ZELENSKI DERRUBA OUTRO GENERAL
Do outro lado da fronteira, os problemas são de outra natureza. Na segunda (24) o presidente Volodimir Zelenski tirou do cargo o general encarregado da defesa da região mais disputada na guerra, o leste da Ucrânia.
Iurii Sodol estava no comando das Forças Conjuntas da Ucrânia desde o começo do ano, e foi alvo de críticas duras feitas por Bohdan Kortevitch, chefe do Estado-Maior do Batalhão Azov —unidade de elite cuja inspiração neonazista é uma dor de cabeça publicitária par Kiev.
Kortevitch divulgou no Telegram ter entrado com uma ação contra Sodol no Escritório Estatal de Investigação, dizendo que ele “havia matado mais soldados ucranianos do que qualquer general russo” devido à sua incompetência.
A turbulência não é nova. No começo do ano, Zelenski removeu o popularíssimo general Valeri Zalujni da chefia das Forças Armadas, após as suas divergências com o militar tornarem-se cada vez mais públicas. Outros oficiais-generais também foram demitidos.
Ela reflete as dificuldades em campo, dado que a contraofensiva de 2023 contra Moscou fracassou e os russos retomaram a iniciativa com uma frente nova no norte do país e avanços no leste e sul. A demora ocidental em retomar o apoio militar a Kiev também ajudou a bagunçar o moral ucraniano.

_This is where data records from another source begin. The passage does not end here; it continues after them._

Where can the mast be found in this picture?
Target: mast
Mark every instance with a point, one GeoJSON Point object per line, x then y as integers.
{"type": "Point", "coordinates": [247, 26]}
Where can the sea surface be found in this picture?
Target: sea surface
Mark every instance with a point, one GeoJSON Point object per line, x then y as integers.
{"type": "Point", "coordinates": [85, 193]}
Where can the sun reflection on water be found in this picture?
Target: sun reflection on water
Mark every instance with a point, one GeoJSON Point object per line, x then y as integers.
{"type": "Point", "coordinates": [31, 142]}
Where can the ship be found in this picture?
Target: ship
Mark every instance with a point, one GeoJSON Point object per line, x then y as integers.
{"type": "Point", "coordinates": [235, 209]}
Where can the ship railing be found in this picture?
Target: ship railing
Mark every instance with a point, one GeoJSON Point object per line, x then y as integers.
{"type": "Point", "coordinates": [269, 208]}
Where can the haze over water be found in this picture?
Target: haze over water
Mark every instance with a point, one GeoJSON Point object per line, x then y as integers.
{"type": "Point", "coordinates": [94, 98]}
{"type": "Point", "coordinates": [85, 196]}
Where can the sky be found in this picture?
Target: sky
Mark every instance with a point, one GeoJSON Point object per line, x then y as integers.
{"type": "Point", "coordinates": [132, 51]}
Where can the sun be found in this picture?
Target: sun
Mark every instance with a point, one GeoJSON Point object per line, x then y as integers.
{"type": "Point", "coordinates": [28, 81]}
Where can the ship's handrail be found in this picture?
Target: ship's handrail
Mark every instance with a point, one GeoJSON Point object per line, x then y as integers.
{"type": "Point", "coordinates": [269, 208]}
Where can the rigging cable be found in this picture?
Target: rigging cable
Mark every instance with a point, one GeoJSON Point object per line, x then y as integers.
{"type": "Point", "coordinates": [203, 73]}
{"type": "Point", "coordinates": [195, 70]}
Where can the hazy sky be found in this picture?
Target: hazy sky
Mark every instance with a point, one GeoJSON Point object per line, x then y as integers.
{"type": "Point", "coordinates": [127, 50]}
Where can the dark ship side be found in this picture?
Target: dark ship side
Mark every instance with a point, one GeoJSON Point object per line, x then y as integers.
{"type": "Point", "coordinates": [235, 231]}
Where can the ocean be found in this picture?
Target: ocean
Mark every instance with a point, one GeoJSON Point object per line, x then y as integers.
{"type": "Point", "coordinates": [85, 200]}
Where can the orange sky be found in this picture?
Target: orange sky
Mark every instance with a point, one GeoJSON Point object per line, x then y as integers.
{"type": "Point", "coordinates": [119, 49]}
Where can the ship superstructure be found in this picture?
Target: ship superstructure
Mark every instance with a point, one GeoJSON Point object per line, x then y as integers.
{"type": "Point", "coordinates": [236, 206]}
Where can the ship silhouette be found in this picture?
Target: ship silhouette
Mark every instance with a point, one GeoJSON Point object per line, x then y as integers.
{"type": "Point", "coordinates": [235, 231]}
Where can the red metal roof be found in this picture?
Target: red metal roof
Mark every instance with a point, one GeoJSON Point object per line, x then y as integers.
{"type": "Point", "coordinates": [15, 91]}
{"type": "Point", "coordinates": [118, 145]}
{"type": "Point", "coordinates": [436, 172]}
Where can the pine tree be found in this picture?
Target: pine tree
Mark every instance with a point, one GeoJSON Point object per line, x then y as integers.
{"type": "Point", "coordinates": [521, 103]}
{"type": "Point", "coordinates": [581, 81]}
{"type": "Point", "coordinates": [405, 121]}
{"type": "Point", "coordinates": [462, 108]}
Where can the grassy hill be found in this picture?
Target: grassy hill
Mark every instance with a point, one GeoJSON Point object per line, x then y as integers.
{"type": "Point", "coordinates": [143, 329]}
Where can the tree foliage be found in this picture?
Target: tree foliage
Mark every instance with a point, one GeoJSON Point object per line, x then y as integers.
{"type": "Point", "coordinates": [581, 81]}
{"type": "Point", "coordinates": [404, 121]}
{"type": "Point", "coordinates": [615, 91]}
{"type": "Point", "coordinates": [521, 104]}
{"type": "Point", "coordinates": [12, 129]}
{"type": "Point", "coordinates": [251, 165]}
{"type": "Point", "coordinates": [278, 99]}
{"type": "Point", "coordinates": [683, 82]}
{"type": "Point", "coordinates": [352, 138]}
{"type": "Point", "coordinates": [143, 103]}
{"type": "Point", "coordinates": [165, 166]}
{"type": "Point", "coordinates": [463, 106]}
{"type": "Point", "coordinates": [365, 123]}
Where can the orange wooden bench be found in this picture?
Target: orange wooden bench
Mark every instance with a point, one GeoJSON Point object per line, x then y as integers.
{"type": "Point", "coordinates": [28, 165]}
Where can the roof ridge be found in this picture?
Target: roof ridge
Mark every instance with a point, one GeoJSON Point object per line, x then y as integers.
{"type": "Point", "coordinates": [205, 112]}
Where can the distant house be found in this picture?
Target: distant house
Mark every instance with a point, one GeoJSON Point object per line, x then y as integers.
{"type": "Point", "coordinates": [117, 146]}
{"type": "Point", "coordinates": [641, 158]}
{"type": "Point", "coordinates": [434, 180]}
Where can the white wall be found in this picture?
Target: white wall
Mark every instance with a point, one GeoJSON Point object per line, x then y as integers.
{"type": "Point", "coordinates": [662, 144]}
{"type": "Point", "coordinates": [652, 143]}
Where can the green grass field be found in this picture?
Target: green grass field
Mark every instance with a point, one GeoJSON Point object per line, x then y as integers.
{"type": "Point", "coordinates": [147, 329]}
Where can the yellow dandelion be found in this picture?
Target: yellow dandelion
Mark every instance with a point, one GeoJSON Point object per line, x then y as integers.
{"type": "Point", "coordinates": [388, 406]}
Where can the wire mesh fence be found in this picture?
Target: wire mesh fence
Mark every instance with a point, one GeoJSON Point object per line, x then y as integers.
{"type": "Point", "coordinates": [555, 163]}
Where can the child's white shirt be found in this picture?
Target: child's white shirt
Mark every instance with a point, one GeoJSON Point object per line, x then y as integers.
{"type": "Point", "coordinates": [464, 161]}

Ainda que a falta de homens seja crônica, ao menos a munição parece que começou a chegar na linha de frente. Múltiplas reportagens surgidas de viagens coordenadas pelas Forças Armadas para jornalistas visitarem as trincheiras em Donetsk (leste) contam que ao menos naqueles pontos a escassez de obuses de artilharia acabou.